Ce changement dans l’approche américaine a été précédé par le rapport 2020 d’une commission de la Chambre des représentants qui a qualifié le « Plan Colombie », signé par Duque et le gouvernement américain en 2000, d’ « échec » dans le contrôle de la production et du trafic de drogue. Au cours de cette période, Washington aurait déboursé quelque 11,6 milliards de dollars.
Déjà en 2019, le président de l’époque, Donald Trump, avait pointé du doigt l’administration de Duque et l’avait rendu responsable de l’augmentation de la quantité de drogue arrivant aux États-Unis. En réponse à ces critiques, le ministre des Affaires étrangères de l’époque, aujourd’hui décédé, Carlos Holmes Trujillo, s’était excusé en disant qu’il avait reçu un « héritage maudit ».
11. Relations avec le Venezuela
Sur ce point, il ne fait aucun doute que le nouveau président devra débloquer le jeu.
Les relations diplomatiques avec le Venezuela se sont détériorées au point d’être rompues en 2019, lorsque Bogota a soutenu l’autoproclamation de l’ancien député vénézuélien Juan Guaidó et que le président colombien l’a reçu à Cúcuta pour l’accompagner dans sa tentative ratée d’apporter une supposée « aide humanitaire » en territoire voisin.
Caracas a placé la Casa de Nariño comme l’épicentre des plans violents, auxquels d’autres pays de la région se seraient joints, visant à chasser Nicolás Maduro du pouvoir.
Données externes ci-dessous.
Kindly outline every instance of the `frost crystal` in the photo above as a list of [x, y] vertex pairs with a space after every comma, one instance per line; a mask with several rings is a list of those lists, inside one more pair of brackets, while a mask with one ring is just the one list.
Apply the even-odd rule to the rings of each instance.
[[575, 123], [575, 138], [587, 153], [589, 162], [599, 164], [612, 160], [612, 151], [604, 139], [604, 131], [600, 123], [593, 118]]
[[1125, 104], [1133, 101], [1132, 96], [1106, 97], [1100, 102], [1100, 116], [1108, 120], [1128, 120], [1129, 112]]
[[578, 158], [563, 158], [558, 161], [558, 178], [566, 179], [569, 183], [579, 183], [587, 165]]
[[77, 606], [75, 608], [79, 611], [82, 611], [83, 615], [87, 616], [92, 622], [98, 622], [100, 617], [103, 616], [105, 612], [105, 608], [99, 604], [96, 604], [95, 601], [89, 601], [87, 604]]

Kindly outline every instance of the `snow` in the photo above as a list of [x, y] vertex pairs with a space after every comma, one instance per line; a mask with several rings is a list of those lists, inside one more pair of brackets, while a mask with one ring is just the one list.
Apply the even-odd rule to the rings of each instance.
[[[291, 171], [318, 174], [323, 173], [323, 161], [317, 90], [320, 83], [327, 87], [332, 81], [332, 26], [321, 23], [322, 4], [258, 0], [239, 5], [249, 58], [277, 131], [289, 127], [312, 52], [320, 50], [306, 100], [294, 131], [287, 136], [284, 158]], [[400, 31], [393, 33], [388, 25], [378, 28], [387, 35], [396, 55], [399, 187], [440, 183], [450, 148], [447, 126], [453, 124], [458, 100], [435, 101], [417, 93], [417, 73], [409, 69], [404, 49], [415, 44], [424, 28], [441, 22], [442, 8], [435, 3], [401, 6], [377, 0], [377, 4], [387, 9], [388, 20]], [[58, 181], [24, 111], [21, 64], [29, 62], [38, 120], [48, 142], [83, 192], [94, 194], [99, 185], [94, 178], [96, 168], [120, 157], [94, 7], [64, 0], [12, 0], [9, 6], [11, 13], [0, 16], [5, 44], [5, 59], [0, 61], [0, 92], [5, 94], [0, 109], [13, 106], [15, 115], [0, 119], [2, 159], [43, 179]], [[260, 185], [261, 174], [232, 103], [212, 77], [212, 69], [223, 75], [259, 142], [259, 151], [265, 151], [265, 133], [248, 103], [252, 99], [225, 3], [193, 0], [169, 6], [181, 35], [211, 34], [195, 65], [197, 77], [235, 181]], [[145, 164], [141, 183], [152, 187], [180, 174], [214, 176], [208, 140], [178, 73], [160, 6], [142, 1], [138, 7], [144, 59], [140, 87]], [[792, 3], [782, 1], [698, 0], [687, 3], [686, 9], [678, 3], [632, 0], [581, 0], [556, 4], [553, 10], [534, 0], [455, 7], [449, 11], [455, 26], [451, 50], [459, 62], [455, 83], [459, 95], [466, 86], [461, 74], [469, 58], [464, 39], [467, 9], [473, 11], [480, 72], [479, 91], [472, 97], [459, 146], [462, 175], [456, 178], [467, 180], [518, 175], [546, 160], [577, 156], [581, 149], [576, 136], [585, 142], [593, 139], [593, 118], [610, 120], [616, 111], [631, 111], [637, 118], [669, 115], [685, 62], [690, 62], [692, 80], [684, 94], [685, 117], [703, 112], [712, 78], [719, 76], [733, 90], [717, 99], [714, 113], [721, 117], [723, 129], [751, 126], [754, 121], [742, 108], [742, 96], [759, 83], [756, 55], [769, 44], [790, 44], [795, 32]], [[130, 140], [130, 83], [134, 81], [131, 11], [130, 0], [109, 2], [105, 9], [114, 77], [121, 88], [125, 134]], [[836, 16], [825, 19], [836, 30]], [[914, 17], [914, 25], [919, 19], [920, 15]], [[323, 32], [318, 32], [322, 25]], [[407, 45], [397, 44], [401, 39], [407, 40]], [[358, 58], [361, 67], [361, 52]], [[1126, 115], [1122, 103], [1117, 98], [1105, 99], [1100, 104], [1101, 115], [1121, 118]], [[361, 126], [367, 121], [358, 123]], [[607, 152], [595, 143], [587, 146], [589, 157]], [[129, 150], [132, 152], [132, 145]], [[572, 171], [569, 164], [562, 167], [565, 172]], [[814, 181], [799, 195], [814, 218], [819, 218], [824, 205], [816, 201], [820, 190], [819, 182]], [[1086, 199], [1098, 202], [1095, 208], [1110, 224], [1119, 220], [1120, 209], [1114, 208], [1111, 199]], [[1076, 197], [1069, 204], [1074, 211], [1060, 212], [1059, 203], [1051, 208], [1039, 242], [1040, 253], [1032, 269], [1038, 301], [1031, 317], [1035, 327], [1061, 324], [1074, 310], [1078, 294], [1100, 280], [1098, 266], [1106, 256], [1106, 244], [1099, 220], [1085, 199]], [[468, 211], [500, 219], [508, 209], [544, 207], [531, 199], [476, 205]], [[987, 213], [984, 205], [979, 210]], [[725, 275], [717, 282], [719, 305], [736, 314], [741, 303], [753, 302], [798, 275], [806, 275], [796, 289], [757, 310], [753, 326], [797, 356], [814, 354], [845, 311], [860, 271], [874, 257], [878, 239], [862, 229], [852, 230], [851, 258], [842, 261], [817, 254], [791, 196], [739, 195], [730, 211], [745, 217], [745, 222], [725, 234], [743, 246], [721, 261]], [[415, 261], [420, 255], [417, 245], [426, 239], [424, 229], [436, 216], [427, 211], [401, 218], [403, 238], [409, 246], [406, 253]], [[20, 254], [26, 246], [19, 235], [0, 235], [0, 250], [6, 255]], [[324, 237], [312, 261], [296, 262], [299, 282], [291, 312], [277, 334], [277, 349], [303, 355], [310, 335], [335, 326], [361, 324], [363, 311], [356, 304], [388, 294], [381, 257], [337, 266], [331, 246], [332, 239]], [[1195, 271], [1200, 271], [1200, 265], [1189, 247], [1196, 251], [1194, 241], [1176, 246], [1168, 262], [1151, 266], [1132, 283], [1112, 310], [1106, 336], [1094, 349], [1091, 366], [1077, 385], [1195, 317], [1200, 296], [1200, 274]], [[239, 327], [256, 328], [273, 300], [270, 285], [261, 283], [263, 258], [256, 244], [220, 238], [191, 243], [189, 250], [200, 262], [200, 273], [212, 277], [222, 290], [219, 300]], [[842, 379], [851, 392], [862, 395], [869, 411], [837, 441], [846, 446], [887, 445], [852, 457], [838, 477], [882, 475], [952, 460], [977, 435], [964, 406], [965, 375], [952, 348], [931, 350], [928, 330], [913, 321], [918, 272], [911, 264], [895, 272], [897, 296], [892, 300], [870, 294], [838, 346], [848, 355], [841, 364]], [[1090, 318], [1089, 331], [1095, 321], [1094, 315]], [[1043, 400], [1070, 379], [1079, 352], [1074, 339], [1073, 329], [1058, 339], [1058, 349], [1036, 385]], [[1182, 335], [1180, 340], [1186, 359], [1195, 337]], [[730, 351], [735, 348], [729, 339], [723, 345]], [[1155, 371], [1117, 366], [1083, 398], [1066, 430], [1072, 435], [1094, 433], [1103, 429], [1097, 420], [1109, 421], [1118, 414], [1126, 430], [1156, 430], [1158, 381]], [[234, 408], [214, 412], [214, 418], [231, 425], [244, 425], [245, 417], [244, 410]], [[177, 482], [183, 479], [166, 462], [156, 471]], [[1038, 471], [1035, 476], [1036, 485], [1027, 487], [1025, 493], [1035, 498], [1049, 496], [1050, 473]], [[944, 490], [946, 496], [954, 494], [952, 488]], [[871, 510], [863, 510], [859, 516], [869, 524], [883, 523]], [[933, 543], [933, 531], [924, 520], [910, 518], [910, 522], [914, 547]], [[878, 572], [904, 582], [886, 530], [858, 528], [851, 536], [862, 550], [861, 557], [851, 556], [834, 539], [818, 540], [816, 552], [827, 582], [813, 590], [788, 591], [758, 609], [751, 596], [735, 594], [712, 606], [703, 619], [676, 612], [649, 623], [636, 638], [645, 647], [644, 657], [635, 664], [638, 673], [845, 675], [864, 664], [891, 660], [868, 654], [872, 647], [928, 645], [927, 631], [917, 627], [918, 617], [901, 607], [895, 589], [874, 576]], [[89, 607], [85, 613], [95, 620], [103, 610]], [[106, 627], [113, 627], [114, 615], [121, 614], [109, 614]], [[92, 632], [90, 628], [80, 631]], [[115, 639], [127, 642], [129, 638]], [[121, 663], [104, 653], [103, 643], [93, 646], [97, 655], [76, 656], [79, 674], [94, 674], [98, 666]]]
De son côté, Bogota, qui est à l’origine du « siège diplomatique » contre le président vénézuélien, accuse Miraflores d’abriter des membres de groupes armés colombiens qui élaboreraient des plans de déstabilisation pour nuire à Duque.
Au milieu de ce conflit se trouvent des migrants du Venezuela. Le ministère colombien de la migration affirme qu’il y a près de deux millions de citoyens vénézuéliens, tandis que Caracas conteste ces chiffres mais n’en offre pas d’autres.
L’administration de Duque a fait de la question migratoire son cheval de bataille et a donc demandé aux autres pays d’allouer des ressources pour faire face à la prétendue « crise humanitaire » générée par cette situation. Les autorités vénézuélienne ont accusé le président de s’approprier des fonds destinés à la prise en charge des Vénézuéliens et ont affirmé que ces actions faisaient partie d’une campagne internationale contre le Venezuela.